||[Mar. 30th, 2009|10:16 pm]
So my boss is interested in some stats on our data archive.|
I have access to a SQL database that has details of every single download transaction. So I can definitely pull some stats together. The question is... what?
I mean, I can slice and dice the data in a million different ways. I can count number of users, total data volume downloaded, popular files... what else would be interesting?
Jerry suggested looking at number of files downloads per user, which might show some interesting patterns.
I am probably too late on this, but some offhand thoughts:
You want your data aggregation to construct and/or support a narrative. Perception is better when there is a narrative with some dramatic tension.

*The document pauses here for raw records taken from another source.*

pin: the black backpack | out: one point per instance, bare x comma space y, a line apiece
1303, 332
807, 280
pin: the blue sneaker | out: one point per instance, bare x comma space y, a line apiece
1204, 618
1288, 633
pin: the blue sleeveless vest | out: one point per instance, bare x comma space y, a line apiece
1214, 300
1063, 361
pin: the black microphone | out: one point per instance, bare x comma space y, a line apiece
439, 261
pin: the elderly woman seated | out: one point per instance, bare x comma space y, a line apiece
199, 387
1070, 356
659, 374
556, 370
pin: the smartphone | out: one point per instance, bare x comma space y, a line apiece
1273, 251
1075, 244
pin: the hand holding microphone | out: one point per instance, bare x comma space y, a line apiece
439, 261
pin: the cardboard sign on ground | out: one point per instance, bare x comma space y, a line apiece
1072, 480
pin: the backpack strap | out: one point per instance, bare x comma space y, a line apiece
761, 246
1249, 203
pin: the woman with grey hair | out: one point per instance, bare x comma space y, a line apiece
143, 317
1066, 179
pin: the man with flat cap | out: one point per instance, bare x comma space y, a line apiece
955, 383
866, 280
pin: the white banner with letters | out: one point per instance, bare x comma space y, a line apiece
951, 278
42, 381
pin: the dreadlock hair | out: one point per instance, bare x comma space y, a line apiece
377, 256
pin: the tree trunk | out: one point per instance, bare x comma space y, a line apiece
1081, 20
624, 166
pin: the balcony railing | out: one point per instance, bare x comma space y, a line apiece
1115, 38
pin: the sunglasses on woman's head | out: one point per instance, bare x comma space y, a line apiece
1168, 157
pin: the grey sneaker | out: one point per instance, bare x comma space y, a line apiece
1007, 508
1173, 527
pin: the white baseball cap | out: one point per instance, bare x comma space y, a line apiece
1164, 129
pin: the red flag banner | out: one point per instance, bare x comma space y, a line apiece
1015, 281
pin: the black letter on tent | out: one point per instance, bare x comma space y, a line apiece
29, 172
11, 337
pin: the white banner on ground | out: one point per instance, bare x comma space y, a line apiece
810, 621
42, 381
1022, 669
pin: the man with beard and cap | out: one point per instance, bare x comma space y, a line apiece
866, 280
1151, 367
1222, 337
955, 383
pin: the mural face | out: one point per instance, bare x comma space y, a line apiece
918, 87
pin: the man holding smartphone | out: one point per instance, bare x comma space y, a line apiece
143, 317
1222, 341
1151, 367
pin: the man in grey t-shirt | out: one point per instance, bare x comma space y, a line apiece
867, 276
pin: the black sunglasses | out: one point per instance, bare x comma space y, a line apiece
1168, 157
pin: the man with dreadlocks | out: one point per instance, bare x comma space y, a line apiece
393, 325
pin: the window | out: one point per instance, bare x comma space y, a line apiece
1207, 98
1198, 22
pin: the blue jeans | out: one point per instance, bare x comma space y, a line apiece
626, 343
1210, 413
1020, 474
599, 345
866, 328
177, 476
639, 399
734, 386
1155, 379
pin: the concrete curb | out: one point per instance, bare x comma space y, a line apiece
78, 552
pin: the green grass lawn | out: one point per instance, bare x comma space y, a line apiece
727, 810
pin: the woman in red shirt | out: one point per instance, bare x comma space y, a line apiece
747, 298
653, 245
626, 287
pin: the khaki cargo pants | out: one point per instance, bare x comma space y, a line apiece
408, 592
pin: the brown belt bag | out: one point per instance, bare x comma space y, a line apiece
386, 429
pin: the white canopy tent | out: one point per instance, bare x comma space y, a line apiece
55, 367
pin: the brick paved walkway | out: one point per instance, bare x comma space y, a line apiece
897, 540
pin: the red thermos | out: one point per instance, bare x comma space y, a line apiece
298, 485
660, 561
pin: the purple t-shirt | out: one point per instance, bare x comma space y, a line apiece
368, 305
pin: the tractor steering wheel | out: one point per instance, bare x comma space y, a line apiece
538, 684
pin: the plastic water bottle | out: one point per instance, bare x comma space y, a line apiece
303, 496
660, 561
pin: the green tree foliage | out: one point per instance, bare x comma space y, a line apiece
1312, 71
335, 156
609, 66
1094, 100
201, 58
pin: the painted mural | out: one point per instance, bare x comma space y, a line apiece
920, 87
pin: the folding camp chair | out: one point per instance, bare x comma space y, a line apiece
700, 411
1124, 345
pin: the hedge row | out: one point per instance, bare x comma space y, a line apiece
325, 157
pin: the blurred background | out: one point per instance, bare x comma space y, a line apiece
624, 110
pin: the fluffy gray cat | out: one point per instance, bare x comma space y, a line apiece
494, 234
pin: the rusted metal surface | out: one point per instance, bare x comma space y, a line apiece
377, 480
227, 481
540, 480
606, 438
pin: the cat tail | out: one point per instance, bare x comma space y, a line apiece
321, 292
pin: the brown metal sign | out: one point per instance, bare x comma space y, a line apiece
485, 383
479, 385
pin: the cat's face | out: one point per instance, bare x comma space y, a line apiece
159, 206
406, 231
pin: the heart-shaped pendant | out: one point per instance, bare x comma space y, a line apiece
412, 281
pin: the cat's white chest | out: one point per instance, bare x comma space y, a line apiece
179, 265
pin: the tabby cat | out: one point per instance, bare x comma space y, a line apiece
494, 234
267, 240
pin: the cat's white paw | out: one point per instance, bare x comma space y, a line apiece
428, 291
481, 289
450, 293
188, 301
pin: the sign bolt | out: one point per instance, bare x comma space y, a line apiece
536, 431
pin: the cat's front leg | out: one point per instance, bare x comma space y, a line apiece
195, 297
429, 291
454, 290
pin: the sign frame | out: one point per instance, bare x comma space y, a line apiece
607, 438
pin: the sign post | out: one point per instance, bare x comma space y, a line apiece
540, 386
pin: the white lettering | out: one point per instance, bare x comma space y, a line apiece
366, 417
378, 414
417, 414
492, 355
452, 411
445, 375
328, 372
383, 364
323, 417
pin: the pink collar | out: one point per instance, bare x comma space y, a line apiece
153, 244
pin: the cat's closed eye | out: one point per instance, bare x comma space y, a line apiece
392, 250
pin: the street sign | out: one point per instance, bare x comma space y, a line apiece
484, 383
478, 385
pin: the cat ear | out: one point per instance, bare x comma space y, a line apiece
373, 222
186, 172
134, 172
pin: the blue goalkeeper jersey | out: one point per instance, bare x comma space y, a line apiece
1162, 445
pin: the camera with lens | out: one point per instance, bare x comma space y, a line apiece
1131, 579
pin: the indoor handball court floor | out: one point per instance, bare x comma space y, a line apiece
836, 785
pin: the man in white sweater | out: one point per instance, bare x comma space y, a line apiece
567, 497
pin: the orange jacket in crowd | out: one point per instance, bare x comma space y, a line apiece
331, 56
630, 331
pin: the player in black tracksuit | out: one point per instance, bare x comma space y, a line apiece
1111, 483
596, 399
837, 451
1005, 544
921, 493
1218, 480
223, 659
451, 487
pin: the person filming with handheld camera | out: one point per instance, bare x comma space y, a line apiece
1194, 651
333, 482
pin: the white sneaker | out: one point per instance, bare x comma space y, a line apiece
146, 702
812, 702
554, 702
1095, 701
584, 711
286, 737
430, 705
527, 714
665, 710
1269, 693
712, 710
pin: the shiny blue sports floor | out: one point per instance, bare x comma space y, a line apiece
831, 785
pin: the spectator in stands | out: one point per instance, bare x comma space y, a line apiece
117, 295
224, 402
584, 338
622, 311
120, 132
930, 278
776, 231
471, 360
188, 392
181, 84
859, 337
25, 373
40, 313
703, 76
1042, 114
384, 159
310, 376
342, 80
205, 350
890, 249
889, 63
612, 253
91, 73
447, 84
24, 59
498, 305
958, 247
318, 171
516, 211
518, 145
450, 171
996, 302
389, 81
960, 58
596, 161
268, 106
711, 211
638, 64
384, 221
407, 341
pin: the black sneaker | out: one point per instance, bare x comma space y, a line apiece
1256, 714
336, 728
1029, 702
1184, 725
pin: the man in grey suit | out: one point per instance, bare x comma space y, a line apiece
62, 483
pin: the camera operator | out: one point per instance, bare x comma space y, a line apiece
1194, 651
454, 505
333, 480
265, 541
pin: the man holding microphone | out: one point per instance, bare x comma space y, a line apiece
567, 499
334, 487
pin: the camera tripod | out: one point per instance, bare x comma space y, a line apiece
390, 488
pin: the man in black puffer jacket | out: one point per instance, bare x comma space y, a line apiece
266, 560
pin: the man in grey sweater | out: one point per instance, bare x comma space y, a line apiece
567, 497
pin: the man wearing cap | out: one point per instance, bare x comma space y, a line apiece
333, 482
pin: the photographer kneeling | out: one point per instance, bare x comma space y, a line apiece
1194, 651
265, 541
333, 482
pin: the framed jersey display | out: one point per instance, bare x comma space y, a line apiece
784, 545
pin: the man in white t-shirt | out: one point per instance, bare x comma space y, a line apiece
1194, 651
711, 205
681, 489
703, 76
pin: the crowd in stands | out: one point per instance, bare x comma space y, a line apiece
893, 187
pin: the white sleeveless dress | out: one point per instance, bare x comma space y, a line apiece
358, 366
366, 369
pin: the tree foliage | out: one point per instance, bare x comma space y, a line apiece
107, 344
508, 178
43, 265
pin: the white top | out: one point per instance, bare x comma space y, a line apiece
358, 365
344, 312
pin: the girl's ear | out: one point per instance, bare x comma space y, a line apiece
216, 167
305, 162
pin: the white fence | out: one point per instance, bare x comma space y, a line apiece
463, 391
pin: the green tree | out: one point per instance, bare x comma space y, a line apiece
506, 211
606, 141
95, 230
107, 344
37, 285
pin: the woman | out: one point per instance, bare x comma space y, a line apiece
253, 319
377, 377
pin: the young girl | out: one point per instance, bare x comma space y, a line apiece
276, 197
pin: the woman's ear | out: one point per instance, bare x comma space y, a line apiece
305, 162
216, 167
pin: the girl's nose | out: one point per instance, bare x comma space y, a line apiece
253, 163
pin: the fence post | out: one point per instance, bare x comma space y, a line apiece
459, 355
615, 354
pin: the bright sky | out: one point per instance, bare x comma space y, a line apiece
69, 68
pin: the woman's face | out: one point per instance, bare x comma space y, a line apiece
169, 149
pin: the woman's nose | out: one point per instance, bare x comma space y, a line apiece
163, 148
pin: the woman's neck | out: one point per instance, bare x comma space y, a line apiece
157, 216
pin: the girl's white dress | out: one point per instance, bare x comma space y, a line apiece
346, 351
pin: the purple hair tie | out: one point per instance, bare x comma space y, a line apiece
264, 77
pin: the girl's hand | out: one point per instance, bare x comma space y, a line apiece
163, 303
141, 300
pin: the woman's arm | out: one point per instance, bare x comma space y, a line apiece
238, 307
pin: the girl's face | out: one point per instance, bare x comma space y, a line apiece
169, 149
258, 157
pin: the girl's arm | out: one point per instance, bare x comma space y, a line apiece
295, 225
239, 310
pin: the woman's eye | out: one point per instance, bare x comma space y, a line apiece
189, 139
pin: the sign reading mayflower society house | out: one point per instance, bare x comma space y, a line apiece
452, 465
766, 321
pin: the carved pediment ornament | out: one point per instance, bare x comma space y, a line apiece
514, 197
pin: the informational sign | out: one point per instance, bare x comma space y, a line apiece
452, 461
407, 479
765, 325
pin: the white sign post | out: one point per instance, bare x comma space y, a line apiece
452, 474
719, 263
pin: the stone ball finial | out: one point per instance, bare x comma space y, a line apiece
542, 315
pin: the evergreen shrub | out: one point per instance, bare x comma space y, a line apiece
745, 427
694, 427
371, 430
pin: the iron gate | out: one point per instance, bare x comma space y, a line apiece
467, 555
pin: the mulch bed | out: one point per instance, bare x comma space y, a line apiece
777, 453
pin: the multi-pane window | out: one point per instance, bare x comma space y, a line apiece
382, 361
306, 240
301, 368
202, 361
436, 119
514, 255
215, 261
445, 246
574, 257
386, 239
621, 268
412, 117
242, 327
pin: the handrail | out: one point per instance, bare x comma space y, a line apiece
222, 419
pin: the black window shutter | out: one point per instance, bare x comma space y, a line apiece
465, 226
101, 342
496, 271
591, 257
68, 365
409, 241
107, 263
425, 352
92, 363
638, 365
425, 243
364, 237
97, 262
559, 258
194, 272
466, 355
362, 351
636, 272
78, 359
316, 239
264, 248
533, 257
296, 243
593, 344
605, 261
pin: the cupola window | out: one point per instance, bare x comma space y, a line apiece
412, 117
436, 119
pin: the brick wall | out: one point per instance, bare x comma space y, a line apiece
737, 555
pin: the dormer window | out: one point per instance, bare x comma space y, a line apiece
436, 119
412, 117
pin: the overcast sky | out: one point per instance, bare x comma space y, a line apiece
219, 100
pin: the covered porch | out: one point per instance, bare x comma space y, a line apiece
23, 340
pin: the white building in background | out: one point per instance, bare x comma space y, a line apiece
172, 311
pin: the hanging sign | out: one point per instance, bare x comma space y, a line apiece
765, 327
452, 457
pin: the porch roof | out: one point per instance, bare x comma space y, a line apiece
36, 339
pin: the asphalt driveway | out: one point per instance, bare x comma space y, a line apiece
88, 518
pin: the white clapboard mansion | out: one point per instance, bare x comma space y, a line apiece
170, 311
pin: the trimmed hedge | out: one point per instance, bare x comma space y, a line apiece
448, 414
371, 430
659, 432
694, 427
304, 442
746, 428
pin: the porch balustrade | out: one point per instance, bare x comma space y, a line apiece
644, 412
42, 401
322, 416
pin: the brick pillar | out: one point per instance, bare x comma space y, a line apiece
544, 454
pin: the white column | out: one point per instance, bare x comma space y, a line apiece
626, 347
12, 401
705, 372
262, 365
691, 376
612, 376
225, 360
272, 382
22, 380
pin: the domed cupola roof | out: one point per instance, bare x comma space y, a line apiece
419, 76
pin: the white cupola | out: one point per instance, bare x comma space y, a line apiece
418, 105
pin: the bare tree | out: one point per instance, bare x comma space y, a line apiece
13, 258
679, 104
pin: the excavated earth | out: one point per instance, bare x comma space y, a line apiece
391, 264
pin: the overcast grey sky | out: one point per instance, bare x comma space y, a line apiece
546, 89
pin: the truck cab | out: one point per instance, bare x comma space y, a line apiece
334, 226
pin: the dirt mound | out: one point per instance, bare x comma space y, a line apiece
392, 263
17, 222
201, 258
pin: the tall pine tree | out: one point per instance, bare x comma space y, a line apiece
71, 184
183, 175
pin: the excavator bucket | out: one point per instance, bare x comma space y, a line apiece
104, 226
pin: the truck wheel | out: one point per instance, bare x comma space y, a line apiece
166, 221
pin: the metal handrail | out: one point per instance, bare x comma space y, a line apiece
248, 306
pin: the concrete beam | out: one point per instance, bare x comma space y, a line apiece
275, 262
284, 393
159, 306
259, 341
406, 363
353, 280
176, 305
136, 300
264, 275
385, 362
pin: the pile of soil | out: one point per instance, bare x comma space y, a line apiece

So you need to decide how the people who will want to give your group funding will want to see things, and what dramatic tension they're interested in.
The tension they're interested in is probably some kind of buzzword or popular political movement that makes them feel like you're working on exactly what they've been talking about.
You group users and your data into "characters" which interact with each other and the dramatic tension in ways that advance the narrative.
Here's an arbitrary and fictional example:
Ten years ago there was a gap in atmospheric modeling which failed to factor in some technologies which were emerging in transportation and the energy grid. This caused people to be uncertain of how much or how little adoption or advancement of these technologies would benefit things in the long term, even though they seemed promising in the short term.
So people who work for or think about utilities and transportation began seeking the kind of data that would allow their models to include these kinds of changes. Thus, five years ago you see a spike in these people doing research. Over time, they began to refine their queries to a specific area of data which turned out to be incredibly pertinent, and allowed them to construct the models which directed funding and interest into long-term solutions and abandoned those which only appeared to have an effect on the problem.
Recently, you can see a similar trend with data regarding clean coal, and similar patterns are emerging, which we can expect to be repeated as long as there are new technologies for which measuring the long-term impact requires large amounts of data which can be analyzed in specific ways--exactly what you provide.
That kind of thing. But what you actually provide is a cross-section of the interests and/or employers of users combined with the data sets they tend to use. If, you know, that's the narrative and tension you've come up with.
Dear god that was longer than I expected. Sorry. Hope it's at least vaguely useful.